The story begins with the death of Cumhal, leader of the Fianna, at the hands of Goll mac Morna. Cumhal’s wife Muirne was pregnant at the time and eventually gave birth to their son, Demne. Fearing for his safety, she sends him to be raised by Cumhal’s sister, the druidess Bodhmall, and her companion Liath Luachra. The two warrior women raise him and accompany him on several adventures, including one in which he receives his nickname, Fionn (the fair; the pale).
He developed great wisdom after inadvertently tasting the salmon of wisdom which granted universal knowledge to whoever consumed it. The salmon, which dwelled in the pool of Fés, was coveted seven years by Finn’s mentor, the poet Finn Éces. Finn cooked the salmon, obeying his mentor’s instruction not to partake any of the salmon before serving it to him, but burnt his thumb while cooking and sucked it, thereby receiving its gift of wisdom. (Though it is not stated, it is inferred that this was a Salmon of Wisdom that ate the hazelnuts at the Well of Segais.)
Fionn travels to the capital of ancient Ireland, Tara, which for the last 23 years had been set aflame each Samhain by Aillén the Burner, one of the Tuatha Dé Danann, often described as an evil goblin. Aillén played the harp and was known to sing beautiful songs. Aillén’s annual visitation to Tara was from an underwater, otherworld paradise realm inhabited by deities, from which few mortals were granted access, Mag Mell (Magh Meall – modern Irish), ruled over by Manannán mac Lir.
The ruler who had killed Fionn’s father, Goll mac Morna, and the Fianna are powerless to stop Aillén’s destruction since he puts everyone to sleep with a magical tune.
Fionn inhales poison from his own spear to prevent sleep, and laid in wait for Aillén to get near.

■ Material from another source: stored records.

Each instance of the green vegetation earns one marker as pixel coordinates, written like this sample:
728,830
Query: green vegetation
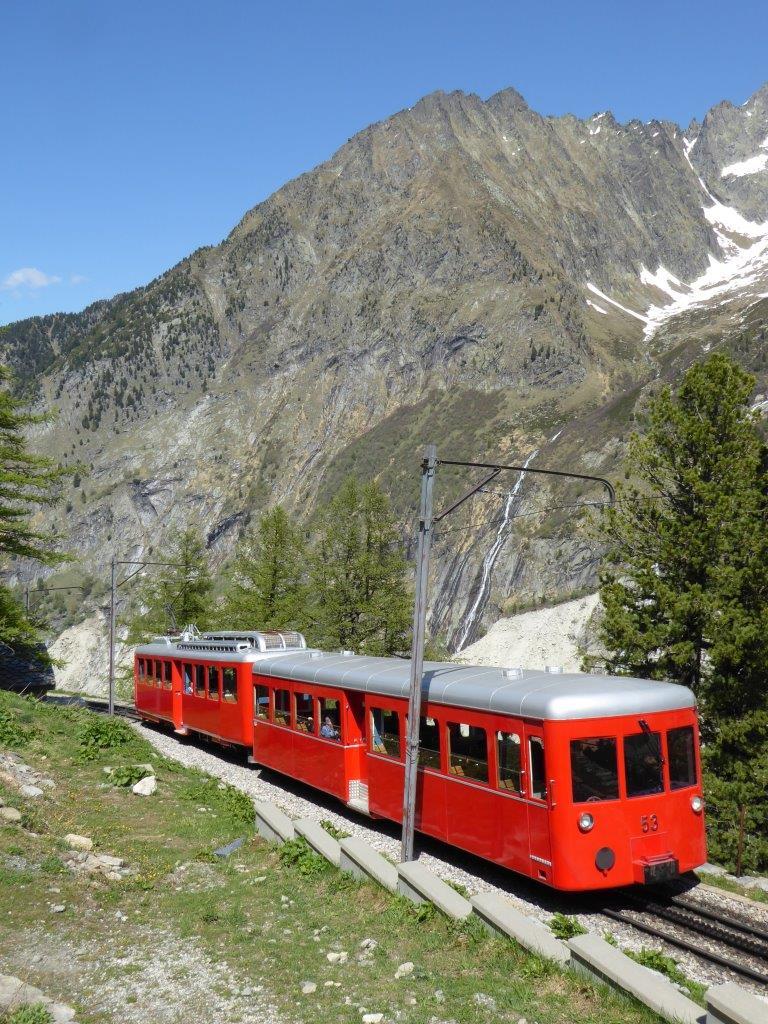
257,922
29,482
34,1013
654,960
267,580
563,927
685,585
357,576
173,596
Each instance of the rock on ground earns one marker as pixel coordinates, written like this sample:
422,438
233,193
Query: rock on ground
535,639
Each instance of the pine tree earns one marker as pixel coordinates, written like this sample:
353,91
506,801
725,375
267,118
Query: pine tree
685,586
176,595
267,589
29,482
358,574
685,579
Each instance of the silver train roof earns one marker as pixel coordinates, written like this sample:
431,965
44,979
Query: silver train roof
525,693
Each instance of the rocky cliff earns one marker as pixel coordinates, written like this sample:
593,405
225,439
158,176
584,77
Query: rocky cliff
468,271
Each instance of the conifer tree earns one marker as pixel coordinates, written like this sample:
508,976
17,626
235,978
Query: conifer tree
358,574
267,589
685,586
173,596
29,482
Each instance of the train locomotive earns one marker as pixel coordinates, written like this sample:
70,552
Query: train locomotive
579,781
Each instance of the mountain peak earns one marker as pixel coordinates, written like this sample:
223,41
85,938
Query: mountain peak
508,98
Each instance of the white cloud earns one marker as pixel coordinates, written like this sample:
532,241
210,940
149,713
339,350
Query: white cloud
29,276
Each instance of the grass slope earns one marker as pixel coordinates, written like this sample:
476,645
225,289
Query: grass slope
192,937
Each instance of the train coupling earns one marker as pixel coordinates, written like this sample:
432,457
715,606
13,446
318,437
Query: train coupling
653,870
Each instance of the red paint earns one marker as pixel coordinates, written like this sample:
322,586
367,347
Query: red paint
535,836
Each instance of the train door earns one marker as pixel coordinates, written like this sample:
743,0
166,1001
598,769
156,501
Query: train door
539,801
176,706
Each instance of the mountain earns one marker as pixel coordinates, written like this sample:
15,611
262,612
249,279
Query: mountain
467,271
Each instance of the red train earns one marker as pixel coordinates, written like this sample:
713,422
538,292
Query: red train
581,781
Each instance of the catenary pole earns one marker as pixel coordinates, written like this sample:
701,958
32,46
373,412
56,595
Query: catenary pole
428,467
112,639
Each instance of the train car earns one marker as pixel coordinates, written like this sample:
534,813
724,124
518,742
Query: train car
579,781
202,684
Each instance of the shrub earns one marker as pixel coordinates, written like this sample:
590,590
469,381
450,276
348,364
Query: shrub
12,733
655,961
563,927
100,734
127,775
333,830
297,853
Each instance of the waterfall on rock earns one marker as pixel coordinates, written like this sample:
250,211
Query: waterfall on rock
489,560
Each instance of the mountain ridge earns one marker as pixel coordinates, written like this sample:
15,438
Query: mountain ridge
466,270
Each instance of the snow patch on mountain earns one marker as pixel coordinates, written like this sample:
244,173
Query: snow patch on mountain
743,167
632,312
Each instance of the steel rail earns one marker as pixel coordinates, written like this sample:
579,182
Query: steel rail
712,925
692,947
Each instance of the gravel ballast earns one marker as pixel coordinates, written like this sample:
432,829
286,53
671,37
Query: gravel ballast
299,801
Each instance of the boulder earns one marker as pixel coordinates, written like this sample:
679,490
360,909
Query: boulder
76,842
146,786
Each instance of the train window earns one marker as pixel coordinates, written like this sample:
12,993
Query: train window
330,718
304,712
429,743
228,685
538,768
682,757
508,749
594,770
200,680
385,732
468,752
642,764
282,708
261,702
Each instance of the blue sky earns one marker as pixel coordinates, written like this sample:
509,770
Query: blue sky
135,131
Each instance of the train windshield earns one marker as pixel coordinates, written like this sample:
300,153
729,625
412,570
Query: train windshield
594,770
682,757
642,764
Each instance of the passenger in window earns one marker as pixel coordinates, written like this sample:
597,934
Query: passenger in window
328,729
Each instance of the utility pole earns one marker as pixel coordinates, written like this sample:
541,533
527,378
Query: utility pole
428,467
427,520
112,638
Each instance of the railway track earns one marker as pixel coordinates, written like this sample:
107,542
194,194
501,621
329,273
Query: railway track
739,945
92,704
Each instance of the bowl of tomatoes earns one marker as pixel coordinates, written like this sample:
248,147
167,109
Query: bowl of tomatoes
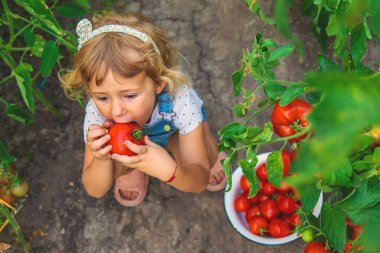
269,217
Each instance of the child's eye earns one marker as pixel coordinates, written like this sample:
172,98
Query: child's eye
130,96
102,99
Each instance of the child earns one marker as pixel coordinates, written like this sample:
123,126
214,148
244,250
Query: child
130,71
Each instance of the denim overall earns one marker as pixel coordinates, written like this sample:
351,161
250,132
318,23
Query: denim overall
161,131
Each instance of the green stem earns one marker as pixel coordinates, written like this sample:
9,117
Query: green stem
257,112
306,130
10,20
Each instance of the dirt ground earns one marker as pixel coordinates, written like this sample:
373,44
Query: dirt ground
211,34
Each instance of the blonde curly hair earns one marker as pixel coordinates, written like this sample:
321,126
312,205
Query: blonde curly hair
125,56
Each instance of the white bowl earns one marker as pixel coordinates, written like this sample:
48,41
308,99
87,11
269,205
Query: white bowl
238,220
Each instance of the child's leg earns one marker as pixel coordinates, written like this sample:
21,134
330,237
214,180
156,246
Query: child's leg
130,185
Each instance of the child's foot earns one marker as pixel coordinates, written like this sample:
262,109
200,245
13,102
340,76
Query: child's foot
131,188
218,178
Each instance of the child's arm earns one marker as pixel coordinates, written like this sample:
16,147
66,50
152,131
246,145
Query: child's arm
191,158
97,175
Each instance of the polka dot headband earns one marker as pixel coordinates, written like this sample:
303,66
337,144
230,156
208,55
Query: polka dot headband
85,33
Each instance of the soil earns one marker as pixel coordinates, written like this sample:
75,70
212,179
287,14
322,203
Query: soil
58,215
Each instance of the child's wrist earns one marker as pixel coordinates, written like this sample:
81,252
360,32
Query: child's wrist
173,175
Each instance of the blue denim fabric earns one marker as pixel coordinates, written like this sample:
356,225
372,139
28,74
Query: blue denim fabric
157,132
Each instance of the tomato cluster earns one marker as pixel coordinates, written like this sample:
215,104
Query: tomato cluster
272,211
11,185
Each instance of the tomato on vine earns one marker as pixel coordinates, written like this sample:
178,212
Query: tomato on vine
291,119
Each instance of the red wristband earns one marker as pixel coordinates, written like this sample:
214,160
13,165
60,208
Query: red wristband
173,175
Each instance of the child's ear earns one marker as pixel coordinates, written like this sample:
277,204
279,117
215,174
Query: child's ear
160,86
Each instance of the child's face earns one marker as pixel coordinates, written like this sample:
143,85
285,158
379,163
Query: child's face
124,100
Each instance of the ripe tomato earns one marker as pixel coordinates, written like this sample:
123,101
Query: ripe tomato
6,195
286,162
120,132
241,203
278,228
290,119
268,188
244,184
19,187
315,247
287,205
261,172
253,211
269,209
258,225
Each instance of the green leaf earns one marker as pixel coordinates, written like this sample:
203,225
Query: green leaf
290,94
327,65
237,79
15,112
333,225
358,44
365,195
274,91
42,13
29,37
49,58
24,82
281,52
248,168
70,10
227,170
5,158
274,168
370,219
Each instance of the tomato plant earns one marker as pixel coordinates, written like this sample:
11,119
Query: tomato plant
328,119
120,132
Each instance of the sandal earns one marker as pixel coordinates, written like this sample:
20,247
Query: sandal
215,169
133,181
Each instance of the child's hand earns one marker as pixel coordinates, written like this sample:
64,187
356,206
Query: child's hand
97,138
151,159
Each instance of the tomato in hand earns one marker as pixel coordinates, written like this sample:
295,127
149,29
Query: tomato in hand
291,119
315,247
19,187
241,203
269,209
244,184
261,172
120,132
278,228
287,205
6,195
258,225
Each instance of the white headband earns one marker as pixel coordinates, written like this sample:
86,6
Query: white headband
85,33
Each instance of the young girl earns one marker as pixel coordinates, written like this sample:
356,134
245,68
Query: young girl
130,71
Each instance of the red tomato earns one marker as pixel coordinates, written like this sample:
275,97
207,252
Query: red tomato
244,184
295,219
268,188
261,172
253,211
287,205
269,209
290,119
258,225
255,199
6,195
241,203
120,132
315,247
278,228
286,162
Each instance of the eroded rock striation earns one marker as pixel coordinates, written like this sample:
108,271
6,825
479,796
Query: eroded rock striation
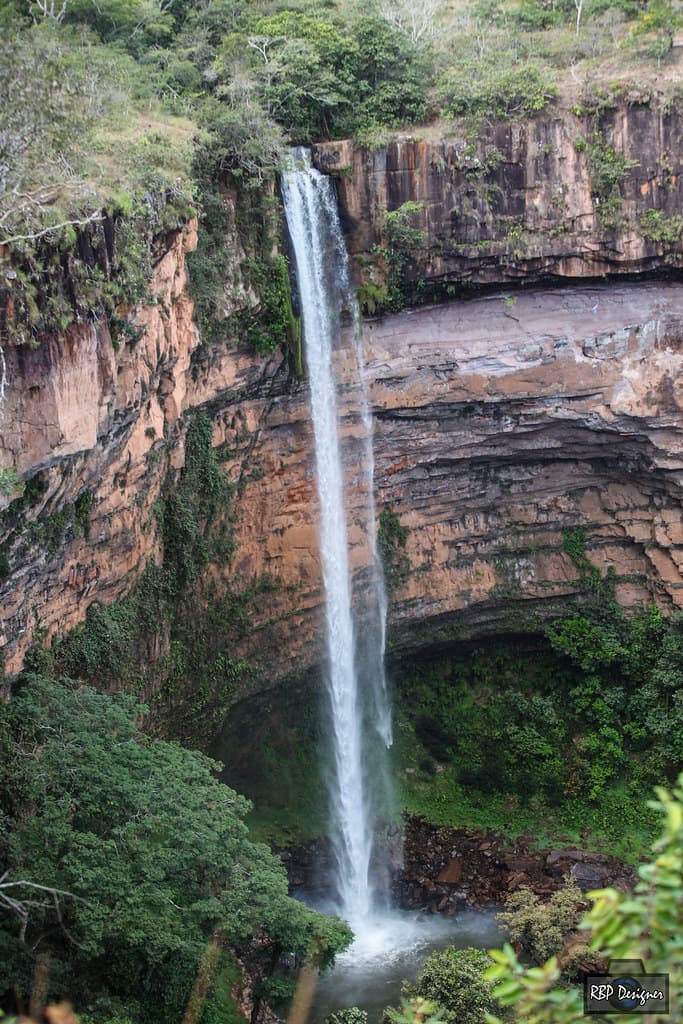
572,194
501,422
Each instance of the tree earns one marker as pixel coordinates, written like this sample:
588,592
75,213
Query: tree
53,9
415,17
125,857
658,22
645,925
453,984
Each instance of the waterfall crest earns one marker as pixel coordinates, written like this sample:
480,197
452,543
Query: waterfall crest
357,700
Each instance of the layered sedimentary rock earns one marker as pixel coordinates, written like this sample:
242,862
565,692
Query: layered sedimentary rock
500,423
562,196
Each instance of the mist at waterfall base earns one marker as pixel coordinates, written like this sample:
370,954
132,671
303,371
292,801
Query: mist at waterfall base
390,945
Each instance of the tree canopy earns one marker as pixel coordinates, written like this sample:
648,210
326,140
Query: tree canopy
124,856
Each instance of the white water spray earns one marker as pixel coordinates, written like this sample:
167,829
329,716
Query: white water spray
359,713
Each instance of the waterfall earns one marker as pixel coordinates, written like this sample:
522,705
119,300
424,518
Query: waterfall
357,700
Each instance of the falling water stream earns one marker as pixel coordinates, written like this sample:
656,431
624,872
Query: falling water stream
359,714
389,944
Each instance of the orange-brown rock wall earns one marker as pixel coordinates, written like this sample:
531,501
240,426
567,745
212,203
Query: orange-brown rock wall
521,202
500,422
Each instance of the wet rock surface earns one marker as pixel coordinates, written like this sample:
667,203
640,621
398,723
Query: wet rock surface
445,869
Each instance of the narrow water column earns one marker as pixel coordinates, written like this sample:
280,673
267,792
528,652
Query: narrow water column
324,288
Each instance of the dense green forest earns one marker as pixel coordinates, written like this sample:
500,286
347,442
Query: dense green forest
131,117
124,862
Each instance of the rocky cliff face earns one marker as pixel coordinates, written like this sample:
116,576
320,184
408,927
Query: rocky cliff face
500,422
563,196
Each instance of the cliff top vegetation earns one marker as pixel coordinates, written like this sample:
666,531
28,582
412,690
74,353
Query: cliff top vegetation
103,104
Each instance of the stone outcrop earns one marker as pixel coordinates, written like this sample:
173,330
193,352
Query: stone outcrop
500,422
446,869
523,201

As soon as the goblin was in striking distance, Fionn stabbed him with the spear, killing the goblin to the joy of many.
Fionn then reveals his true identity to the court, and the king grants Fionn his rightful position as leader of the Fianna. Goll steps down, and engages in a truce.
From that day forward, the event was celebrated with a huge Bonfire that acted as a beacon of hope atop the Hill of Tara. When the flames were seen other bonfires were lit, uniting ancient Ireland in it’s celebration of Samhain as a remembrance to its wise ruler, Fionn mac Cumhaill.